Not only is fighting with your partner not fun, it can also take a toll on your health. Arguing and fighting is stressful and has physical consequences such as raising our blood pressure and increasing cortisol levels, a hormone associated with weight gain. So although we won’t be able to prevent disagreements in a relationship, we should probably try to resolve them as quickly as possible.
Which means knowing the best ways to end a fight with your spouse or partner is crucial. Below are a few techniques that can help effectively diffuse tension and bring your fight to an end.
1. Create some space. When you are in the heat of the moment this can be hard to do. You have a point to make, they have a point to make, you want to be right, they want to be right, and all you can think about is making sure they know how you feel. Often loudly.
This doesn’t result in a positive outcome, however. As you feel things ramping up and the anger increasing, make a point to take a breather. If your partner isn’t of the same mindset on this, explain to them that you aren’t avoiding the topic, but that you want each of you to calm down so that you can talk logically. Depending upon the topic you may have to do this a couple of times before you can effectively get through things.
2. Bite your tongue and listen. You each want to be heard, but after you have taken some time and then come back together to discuss things, you will need to actually listen to your partner’s point of view – no matter how much you disagree with it. Talking over each other will only escalate things and bring the anger back to the surface. Keep in mind that you will have your turn too and that they will need to allow you to be heard as well.

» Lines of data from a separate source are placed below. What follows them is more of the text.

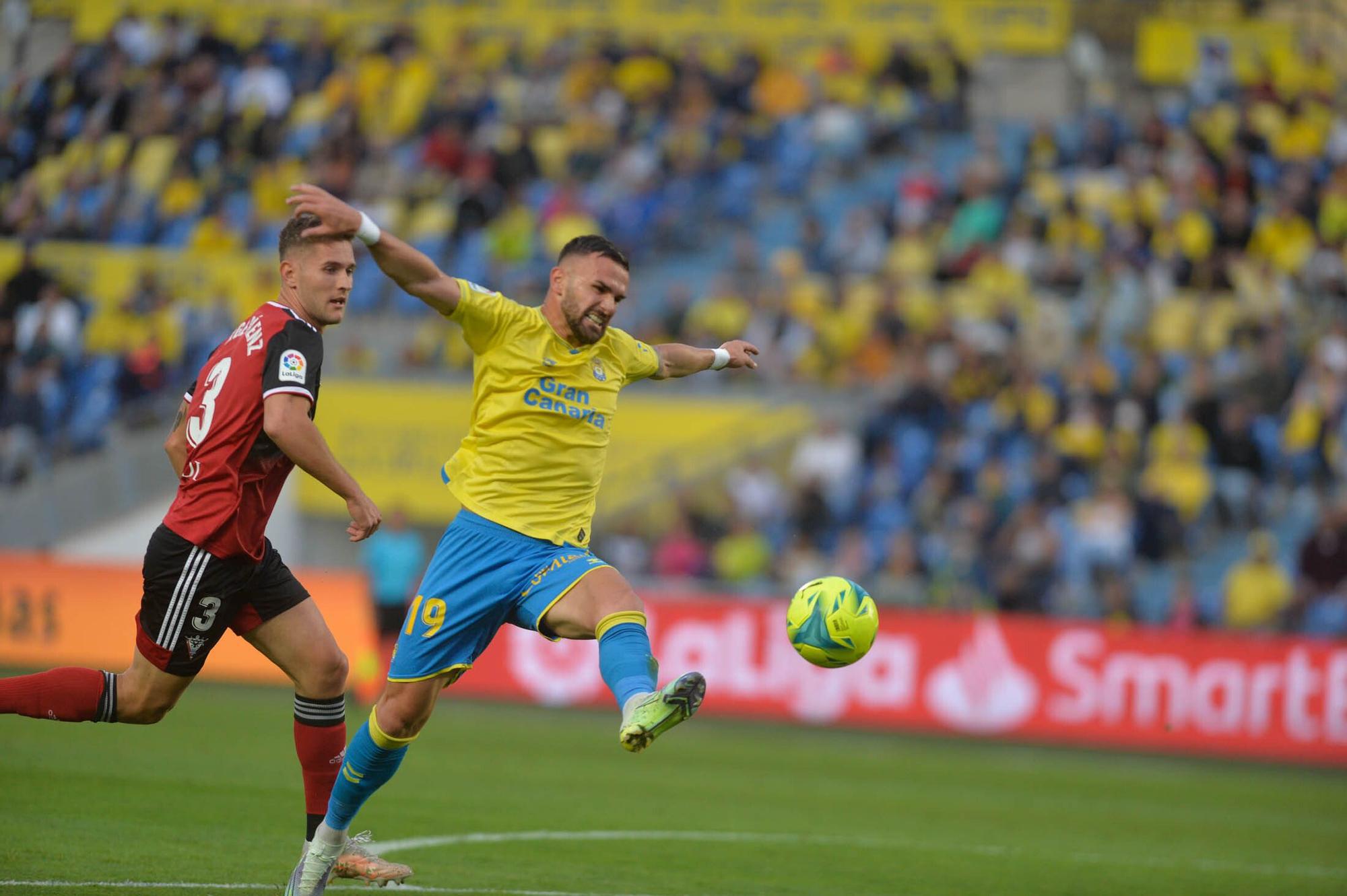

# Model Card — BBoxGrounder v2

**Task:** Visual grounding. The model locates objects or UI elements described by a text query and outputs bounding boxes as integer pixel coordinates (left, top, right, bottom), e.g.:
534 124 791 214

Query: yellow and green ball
785 576 880 668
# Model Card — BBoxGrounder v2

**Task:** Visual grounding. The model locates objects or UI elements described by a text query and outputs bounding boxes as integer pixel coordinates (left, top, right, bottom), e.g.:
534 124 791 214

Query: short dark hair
556 233 632 273
279 211 350 261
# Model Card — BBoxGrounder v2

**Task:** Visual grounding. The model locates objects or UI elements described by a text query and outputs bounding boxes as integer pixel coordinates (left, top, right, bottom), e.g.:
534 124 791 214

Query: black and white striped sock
295 694 346 728
93 671 117 721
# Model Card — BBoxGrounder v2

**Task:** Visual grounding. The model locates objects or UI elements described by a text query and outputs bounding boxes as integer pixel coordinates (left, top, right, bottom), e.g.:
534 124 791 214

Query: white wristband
356 211 383 246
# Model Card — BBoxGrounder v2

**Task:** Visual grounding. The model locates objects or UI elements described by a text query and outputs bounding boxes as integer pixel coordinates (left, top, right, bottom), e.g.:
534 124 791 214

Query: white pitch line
0 880 671 896
377 830 1347 877
0 830 1347 896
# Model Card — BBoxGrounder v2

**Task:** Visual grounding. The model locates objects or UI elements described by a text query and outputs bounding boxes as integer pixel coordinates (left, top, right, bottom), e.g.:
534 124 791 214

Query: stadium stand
0 4 1347 633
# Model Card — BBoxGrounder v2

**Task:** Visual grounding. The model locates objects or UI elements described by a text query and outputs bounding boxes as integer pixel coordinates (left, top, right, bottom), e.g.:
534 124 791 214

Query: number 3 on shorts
404 594 449 637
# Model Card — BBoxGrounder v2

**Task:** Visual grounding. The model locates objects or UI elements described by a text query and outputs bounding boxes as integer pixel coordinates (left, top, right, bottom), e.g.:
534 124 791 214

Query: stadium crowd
0 8 1347 632
595 36 1347 635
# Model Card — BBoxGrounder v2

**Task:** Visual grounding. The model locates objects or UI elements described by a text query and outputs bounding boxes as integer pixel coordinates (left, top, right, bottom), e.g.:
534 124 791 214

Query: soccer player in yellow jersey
286 184 758 896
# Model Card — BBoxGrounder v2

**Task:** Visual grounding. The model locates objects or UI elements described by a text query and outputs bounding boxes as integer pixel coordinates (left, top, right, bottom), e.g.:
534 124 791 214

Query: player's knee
295 646 350 697
377 689 435 737
117 689 178 725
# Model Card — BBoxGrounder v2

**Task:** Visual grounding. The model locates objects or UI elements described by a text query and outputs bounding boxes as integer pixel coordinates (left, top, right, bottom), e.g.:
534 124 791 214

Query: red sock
295 694 346 839
0 666 117 721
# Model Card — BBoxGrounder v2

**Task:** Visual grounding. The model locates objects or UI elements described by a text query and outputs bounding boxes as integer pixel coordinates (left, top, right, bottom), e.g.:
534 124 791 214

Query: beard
562 289 607 346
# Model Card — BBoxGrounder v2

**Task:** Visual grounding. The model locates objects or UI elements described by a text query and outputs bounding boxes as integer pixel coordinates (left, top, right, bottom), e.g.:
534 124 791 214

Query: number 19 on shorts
403 594 449 637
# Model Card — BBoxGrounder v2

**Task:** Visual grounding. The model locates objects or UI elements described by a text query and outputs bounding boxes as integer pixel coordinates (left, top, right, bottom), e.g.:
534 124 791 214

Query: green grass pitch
0 682 1347 896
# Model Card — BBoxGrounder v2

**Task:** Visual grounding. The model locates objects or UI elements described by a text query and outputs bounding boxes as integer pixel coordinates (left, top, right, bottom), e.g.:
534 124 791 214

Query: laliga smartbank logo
505 604 917 724
925 616 1039 734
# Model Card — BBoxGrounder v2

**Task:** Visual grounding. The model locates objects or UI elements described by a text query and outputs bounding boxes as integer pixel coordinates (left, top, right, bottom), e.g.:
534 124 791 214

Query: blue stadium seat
1301 596 1347 637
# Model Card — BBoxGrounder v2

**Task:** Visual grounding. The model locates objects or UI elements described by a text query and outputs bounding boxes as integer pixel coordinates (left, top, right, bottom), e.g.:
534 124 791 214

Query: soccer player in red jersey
0 215 411 881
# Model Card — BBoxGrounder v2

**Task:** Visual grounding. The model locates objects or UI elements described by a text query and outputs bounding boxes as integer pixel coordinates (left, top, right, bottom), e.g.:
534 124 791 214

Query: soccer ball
785 576 880 668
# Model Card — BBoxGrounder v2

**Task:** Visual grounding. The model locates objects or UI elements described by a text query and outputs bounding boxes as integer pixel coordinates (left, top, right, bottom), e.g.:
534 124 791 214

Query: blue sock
603 611 660 710
323 712 412 830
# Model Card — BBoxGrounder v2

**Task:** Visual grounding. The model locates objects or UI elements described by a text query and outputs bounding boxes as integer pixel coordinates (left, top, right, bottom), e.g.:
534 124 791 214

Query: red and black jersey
164 302 323 562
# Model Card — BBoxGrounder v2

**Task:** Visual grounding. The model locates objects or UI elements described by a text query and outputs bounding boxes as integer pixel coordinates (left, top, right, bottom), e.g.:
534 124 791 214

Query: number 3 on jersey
187 358 233 448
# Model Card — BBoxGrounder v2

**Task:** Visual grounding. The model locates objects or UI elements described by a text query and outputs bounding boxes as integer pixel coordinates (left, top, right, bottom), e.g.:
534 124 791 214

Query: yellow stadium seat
290 90 331 127
98 132 131 175
32 156 69 206
131 136 178 194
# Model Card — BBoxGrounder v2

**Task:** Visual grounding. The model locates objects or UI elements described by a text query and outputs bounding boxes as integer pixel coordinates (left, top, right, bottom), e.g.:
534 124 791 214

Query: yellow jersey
443 280 660 547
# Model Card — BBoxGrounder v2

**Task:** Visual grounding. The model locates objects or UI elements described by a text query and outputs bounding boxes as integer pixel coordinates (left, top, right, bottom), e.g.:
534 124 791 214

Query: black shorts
136 524 308 675
374 604 407 637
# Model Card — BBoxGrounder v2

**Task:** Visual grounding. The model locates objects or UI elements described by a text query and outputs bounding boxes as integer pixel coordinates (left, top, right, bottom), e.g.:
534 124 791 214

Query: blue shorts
388 507 607 682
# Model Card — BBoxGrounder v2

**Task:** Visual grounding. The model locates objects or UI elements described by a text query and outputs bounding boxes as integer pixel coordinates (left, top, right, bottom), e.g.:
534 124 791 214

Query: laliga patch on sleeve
276 349 308 384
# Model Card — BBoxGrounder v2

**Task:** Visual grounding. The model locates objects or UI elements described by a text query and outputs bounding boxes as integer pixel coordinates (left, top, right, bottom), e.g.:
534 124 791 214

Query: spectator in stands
1290 500 1347 619
791 417 861 514
725 456 785 528
991 499 1059 612
1211 399 1266 528
1224 530 1293 631
869 530 931 607
13 281 81 370
711 515 772 586
651 514 707 578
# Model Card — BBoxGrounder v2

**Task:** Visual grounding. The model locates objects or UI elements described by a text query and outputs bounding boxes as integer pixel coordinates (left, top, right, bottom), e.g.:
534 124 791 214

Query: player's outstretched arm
651 339 758 380
286 183 458 315
261 393 383 541
164 400 191 477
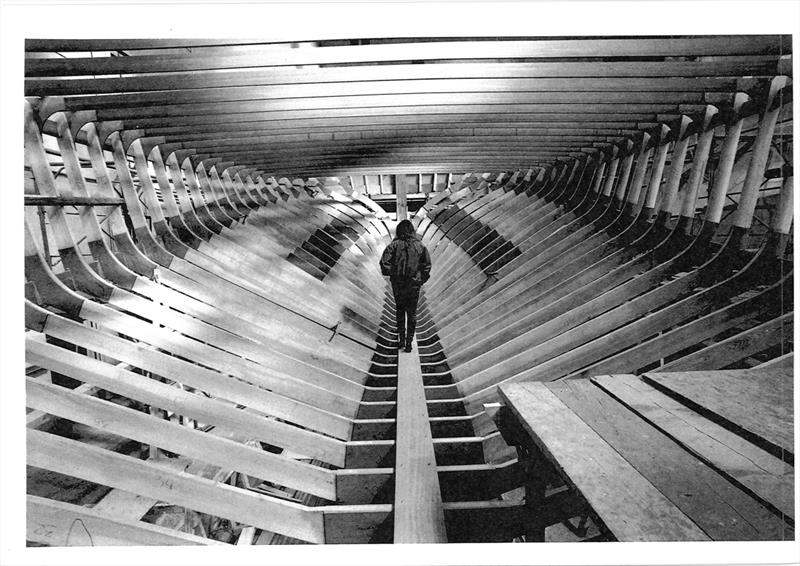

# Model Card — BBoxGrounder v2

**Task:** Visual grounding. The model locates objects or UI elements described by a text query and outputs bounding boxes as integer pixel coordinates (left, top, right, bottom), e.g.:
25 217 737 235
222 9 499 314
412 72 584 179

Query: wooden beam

3. Be prepared to compromise. Sometimes you just won’t get your way, and that can be okay. After you take your break to calm down and before you resume talking, put some thought into what you want to see as the outcome – and what you’ll accept. You’ll need to make sure you are open to hearing what your partner is saying and allow in your own mind for the possibility they might be right, or that there might be a solution that is different than the one you want. Being open to this will make you a better listener and more receptive to compromise. The good news about compromise is that it shows your partner that you are willing to meet them halfway, at least on certain issues. This willingness will bring you closer as a couple.

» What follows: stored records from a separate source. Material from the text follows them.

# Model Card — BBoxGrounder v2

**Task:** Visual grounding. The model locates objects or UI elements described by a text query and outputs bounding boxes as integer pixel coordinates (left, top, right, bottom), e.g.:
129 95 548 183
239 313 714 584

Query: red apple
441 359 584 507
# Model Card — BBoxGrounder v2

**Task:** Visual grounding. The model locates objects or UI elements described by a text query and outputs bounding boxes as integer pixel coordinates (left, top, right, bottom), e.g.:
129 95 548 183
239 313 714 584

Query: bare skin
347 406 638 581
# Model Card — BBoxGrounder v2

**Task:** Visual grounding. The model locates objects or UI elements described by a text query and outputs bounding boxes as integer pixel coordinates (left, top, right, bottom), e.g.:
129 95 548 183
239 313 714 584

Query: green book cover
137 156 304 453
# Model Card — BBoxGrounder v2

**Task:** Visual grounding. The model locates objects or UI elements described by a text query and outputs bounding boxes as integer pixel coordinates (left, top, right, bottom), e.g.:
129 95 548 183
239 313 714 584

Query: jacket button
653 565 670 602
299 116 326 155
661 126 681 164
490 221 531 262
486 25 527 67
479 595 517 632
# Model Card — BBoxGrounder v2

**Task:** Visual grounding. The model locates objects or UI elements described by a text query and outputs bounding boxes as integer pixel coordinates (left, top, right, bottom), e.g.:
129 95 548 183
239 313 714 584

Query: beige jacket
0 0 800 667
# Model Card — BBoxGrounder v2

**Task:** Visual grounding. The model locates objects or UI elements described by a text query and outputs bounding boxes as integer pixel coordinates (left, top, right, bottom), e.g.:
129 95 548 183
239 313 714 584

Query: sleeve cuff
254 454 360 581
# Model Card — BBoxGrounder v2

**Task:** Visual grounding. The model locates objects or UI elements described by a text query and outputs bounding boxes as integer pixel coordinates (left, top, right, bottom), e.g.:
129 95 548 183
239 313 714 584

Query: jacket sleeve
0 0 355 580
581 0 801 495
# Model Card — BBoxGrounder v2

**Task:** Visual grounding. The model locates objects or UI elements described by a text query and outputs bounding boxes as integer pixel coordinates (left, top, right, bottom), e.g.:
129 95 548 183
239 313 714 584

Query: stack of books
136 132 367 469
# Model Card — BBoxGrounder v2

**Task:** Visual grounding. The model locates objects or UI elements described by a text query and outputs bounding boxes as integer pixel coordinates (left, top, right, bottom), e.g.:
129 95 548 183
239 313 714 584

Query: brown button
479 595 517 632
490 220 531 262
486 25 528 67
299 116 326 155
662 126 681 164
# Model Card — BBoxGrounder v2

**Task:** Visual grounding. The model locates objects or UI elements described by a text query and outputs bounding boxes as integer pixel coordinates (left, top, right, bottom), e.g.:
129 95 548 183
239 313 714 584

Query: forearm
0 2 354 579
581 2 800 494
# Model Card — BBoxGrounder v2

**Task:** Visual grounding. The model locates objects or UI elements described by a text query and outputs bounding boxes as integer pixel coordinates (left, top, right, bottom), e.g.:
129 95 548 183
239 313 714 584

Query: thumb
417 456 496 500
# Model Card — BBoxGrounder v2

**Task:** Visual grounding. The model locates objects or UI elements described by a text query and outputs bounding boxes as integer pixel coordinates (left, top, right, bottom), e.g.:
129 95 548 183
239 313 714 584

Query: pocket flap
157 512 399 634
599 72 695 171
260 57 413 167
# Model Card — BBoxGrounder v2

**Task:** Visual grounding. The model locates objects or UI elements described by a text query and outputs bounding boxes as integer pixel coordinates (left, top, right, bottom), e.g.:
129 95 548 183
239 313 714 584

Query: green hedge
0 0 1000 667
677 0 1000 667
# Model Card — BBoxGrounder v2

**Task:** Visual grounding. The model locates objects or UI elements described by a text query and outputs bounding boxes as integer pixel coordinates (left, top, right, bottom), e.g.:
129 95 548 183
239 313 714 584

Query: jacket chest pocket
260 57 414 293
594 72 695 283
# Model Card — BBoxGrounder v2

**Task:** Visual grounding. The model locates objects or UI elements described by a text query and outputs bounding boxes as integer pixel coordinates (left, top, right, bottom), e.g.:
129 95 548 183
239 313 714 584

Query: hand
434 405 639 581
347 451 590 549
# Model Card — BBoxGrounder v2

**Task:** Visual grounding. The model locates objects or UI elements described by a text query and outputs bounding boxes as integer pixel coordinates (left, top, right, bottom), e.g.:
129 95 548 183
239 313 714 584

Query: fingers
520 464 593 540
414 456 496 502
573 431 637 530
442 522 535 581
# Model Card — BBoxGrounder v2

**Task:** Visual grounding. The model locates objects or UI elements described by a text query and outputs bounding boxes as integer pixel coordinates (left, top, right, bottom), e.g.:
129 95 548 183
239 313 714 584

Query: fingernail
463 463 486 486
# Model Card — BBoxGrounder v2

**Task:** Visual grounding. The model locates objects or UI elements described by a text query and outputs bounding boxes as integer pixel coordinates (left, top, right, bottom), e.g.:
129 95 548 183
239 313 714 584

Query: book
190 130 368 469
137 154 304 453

4. Talk gently and touch. You aren’t arguing with someone you hate, you are arguing with someone you love. Cruel words, harsh tones and oppositional body language don’t belong here. Even though you may be angry, remember that the person on the other side of this argument is your partner and neither one of you is trying to sink your relationship. Use calm and respectful words as you discuss things, even if it means you have to think hard about what those words are before you speak. And when it makes sense, reach out and touch. Just a touch to the hand or shoulder can reduce the adversarial nature of things for both of you.
You can’t avoid fights in a relationship. No matter how much you love someone you will eventually disagree. The most important part of the any fight is the way you fight and how you resolve it. Doing it properly can actually bring you closer as a couple and build the respect you have for one another.